Which, of course, they are; ‘price = where the supply/demand curves meet’ for example makes sense under a bunch of toy assumptions about what a market consists of. At the same time, there is so much wiggle room that in any given instance an economist so-motivated could come up with some kind of fancy-sounding argument as to why the common-sense version doesn’t apply. (Again, cf. Krugman.)
This is what I mean by nothing being ‘proven’. Even the things that are so ‘proven’ as to be common sense are (again, by my observation) routinely ignored/waved away at will when policy preferences require. This would simply not be possible in, e.g., mathematics.
Jeff Frankel
Jun 30 2012 at 4:59pm
Bryan, When I was a Member of President Clinton’s Council of Economic Advisers, I never said anything I didn’t believe. I think the same has been true of others to serve on the CEA, in both Democratic and Republican administrations. I once wrote an article on what advisers did when the disagree with the presidential party line on an important issue: “What Can an Economic Adviser Do When He Disagrees with the President?”, Challenge, 46, no. 3, May/June 2003, pp.1-24. In every case, the adviser managed to avoid saying something he did not believe to be true.
Lauren Feinstone
Jun 30 2012 at 7:19pm
Hi, Bryan.
I completely agree with Jeffrey Frankel. When I was an economist at the CEA during the year of transition between Presidents Reagan and George H. W. Bush, I certainly never said anything I believed to be untruthful.
I did witness a substantive change in the role of the Council when the Administration changed, though.
Under Beryl Sprinkel, Reagan’s CEA Chairman (and also a Cabinet member), we were to always summarize for the President the truth as best it was known to us–including concise summaries of arguments and evidence on both sides if there was disagreement in the economics profession. (Budget deficit matters hinging on Ricardian equivalence were one kind of example of disagreement in the profession at the time.)
Under Michael Boskin, Bush’s CEA Chairman (not a Cabinet member, which partly accounts for what I’m about to describe), the structure of the questions soon changed in a critical way. We were now explicitly tasked with presenting the best economic arguments in support of the policy the President wanted to see enacted. For example, we were no longer to answer “What are the arguments pro or con a free trade agreement? pro or con raising farm subsidies? What would be the best policy to strive for on behalf of the economy and country?” We were to answer: “If the only way to get a free trade agreement through Congress is to raise farm subsidies, what are the best economic arguments that can be made to those who oppose raising farm subsidies to convince them to give in to the compromise?”
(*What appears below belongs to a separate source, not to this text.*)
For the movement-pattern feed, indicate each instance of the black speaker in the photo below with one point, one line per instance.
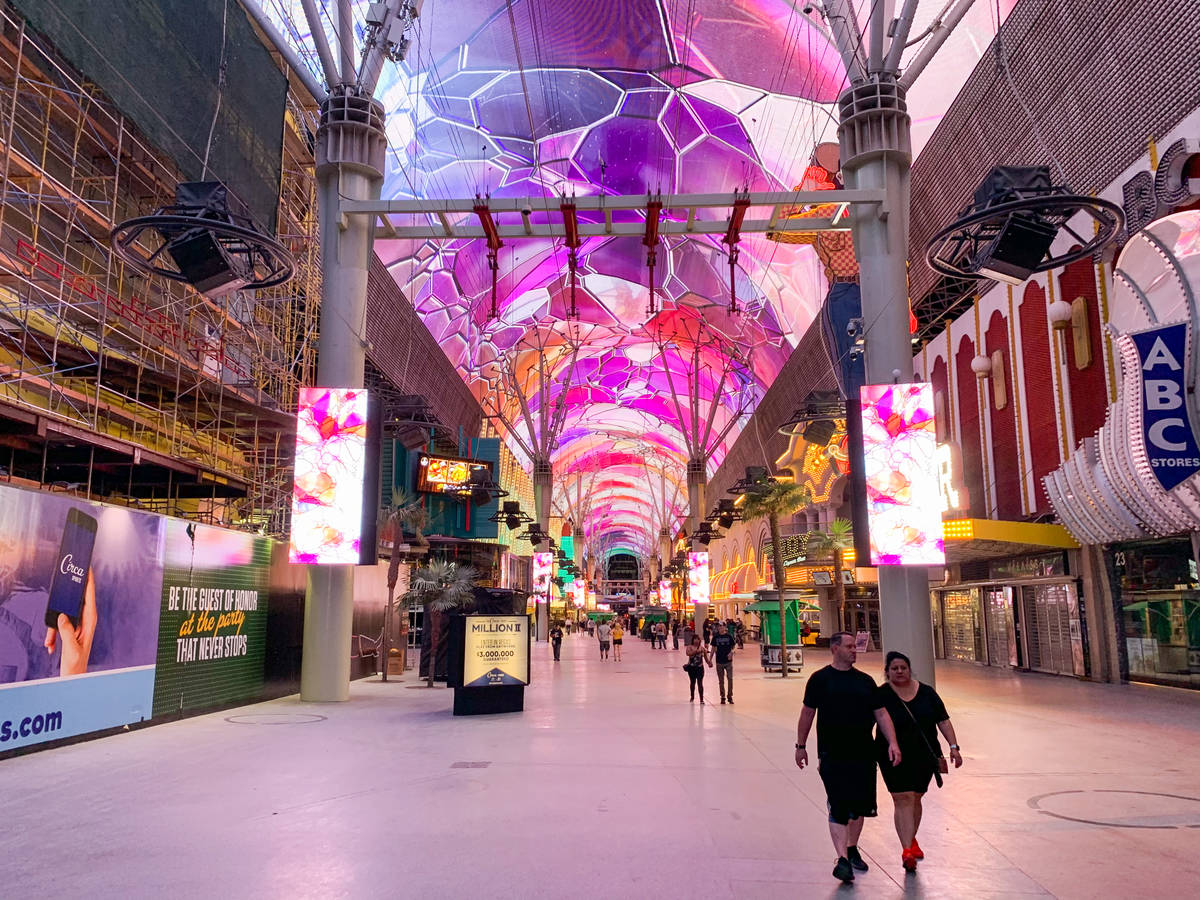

I certainly always answered such questions with honesty. However, the disinterest in weighing all sides increasingly stifled presenting the best economics arguments. The new emphasis on supporting the exogenously given policy immediately shifted the previous role of the CEA as a group of independent academic advisers–or at least a group of non-bureaucratic, academic government-outsiders–to a more political role.
I was not the only person who left the Council soon after and very much because of the change.